“Don't mention the poor dear lady, Mr. Norris, if you wouldn't make me cry,” said Laura, taking out her pocket-handkerchief. “She had dreadful faults, no doubt; but she was always very kind to me, and I will say this of her, she was the loveliest creature ever beheld.”
“She contrived to do a great deal of mischief in her time,” observed Norris.
“Granted,” rejoined Laura. “But you ought to feel some sorrow for her, seeing how very handsomely she behaved to you, Mr. Norris. I'm sure I feel very much obliged to her for my fifty pounds, though I wish it had been five thousand, like Lord Courland's legacy.”
“Yes, that's a good lumping sum,” observed Norris, “and will console his lordship for her loss.”
“I suppose he has got the money?” remarked Laura.
“Yes; the legacy has already been paid,” replied Norris.
“I thought it had,” said Laura. “But do tell me, Mr.
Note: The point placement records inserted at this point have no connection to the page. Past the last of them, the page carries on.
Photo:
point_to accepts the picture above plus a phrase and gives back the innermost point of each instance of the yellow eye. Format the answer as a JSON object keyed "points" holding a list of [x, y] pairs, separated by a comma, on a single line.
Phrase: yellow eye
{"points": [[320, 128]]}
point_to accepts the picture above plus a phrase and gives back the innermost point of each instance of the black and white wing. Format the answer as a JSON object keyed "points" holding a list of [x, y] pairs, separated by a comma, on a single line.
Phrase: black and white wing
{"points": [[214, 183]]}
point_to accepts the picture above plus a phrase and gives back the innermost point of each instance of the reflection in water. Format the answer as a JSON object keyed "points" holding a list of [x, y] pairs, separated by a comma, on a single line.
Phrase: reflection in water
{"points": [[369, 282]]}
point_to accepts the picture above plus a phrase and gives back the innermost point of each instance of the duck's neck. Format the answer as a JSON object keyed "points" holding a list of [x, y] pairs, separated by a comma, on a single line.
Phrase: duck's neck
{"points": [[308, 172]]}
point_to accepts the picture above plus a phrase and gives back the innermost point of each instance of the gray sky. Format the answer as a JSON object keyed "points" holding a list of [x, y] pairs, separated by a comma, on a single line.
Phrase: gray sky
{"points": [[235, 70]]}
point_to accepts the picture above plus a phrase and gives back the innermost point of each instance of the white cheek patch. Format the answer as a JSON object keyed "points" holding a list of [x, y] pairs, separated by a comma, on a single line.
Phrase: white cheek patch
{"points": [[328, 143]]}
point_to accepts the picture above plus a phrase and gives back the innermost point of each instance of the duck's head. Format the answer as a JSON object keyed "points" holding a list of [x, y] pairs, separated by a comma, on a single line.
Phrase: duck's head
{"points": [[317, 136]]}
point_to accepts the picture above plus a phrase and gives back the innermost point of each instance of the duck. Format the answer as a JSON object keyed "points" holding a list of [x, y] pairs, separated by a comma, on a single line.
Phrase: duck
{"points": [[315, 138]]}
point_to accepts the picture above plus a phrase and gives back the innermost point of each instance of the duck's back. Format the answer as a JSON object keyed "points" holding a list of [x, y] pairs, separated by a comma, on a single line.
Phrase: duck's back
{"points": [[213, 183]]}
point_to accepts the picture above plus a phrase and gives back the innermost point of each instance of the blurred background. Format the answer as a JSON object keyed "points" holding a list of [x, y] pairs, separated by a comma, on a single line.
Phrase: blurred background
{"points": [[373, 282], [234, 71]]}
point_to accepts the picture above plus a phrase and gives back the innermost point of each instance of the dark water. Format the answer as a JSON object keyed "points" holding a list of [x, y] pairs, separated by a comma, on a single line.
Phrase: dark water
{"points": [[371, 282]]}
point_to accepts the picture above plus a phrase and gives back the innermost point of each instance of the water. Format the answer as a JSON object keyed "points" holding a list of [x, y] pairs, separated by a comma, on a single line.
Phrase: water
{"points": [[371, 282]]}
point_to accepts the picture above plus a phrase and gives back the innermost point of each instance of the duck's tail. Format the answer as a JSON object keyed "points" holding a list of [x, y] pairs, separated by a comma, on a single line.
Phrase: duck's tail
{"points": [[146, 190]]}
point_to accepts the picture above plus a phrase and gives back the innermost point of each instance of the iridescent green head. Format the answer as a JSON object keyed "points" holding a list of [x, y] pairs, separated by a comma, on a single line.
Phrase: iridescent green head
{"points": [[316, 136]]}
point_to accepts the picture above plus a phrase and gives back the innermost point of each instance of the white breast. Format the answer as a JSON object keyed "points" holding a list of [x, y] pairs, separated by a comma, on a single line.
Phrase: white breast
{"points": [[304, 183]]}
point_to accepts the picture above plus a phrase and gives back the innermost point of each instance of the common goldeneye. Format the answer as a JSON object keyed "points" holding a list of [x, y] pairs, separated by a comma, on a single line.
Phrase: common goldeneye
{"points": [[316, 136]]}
Norris—is it true the poor lady has been seen since her death?”
“Clarissa declares she certainly beheld her the other evening in the dressing-room,” replied the butler.
“Dear me, how dreadful!” exclaimed Laura, “I should be frightened to death. Clarissa saw her in the dressing-room, you say. How was it? Do tell me!”
“Clarissa's tale is this. She was in the poor lady's bedchamber the other evening, just as it was growing dusk, when fancying she heard a sound in the dressing-room, she opened the door, which was standing ajar, and then beheld an apparition exactly resembling Mrs. Calverley, and holding a small phial, at which the figure was looking. So scared was Clarissa at the sight, that she could neither cry out nor stir till the apparition turned its head and fixed its eyes upon her. Their expression was so terrible that she rushed back, and fell senseless on the bedchamber floor. This is the account she gives, and most of the women-servants believe it, but I regard it as mere fancy.”